Marrakech crebbe rapidamente e si affermò come centro culturale, religioso e commerciale per il Maghreb e l’Africa sub-sahariana; Jamaa el Fna è tuttora la piazza più frequentata dell’Africa. Dopo un periodo di declino, in cui la città fu superata da Fez, nei primi anni del XVI secolo Marrakech divenne nuovamente la capitale del regno. La città riacquistò la sua preminenza grazie ai ricchi sultani saadiani Abd Allah al-Ghalib e Ahmad al-Mansur, che abbellirono la città con palazzi sontuosi, come il Palazzo El Badi (1578) e restaurato molti monumenti in rovina. Nel 1912 fu istituito il protettorato francese del Marocco e Thami El Glaoui divenne Pasha di Marrakech, mantenendo questa posizione per quasi tutta la durata del protettorato fino a quando il suo ruolo è stato abolito dopo l’indipendenza del Marocco e il ristabilimento della monarchia, avvenuta nel 1956.

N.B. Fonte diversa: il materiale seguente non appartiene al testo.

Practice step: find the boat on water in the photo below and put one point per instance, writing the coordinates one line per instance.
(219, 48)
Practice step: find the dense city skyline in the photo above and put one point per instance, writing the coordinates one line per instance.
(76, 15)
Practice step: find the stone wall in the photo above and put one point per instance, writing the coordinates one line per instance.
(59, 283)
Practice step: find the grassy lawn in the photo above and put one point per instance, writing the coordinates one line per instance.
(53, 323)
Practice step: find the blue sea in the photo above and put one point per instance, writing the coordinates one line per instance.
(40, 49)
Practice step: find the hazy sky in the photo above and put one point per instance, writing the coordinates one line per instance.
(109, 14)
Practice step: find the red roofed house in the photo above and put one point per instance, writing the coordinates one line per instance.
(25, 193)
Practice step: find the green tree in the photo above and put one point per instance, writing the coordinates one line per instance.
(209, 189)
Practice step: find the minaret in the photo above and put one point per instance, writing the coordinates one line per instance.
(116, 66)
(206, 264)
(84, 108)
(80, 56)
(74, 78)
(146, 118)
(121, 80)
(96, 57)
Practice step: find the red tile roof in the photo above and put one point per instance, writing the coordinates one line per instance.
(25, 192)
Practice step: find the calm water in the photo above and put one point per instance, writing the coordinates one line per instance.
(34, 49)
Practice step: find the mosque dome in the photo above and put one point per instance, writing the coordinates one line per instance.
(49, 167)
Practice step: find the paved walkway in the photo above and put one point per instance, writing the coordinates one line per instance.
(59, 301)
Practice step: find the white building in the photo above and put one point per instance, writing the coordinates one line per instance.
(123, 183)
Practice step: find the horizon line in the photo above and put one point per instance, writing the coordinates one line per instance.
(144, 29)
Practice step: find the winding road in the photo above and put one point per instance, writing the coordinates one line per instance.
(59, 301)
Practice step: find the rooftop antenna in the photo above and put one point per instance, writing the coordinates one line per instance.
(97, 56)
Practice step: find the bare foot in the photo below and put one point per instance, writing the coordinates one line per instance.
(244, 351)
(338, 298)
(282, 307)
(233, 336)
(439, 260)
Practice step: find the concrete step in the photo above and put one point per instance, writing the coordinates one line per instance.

Come molte città del Marocco, Marrakech comprende una vecchia cittadina fortificata brulicante di venditori con le loro bancarelle (medina), circondata da quartieri più moderni, il più importante dei quali è Gueliz. Oggi è una delle città più trafficate dell’Africa e rappresenta un importante centro economico e turistico. Marrakech vanta il più grande mercato tradizionale berbero (souk) in Marocco, con circa 18 souk che vendono merci che vanno dai tradizionali tappeti berberi alla più moderna elettronica di consumo. L’artigianato impiega una percentuale significativa della popolazione, che principalmente vende i suoi prodotti ai turisti.

Marrakesh è servita dall’Aeroporto Internazionale Menara e da una stazione ferroviaria che collega la città con Casablanca e il nord del Marocco.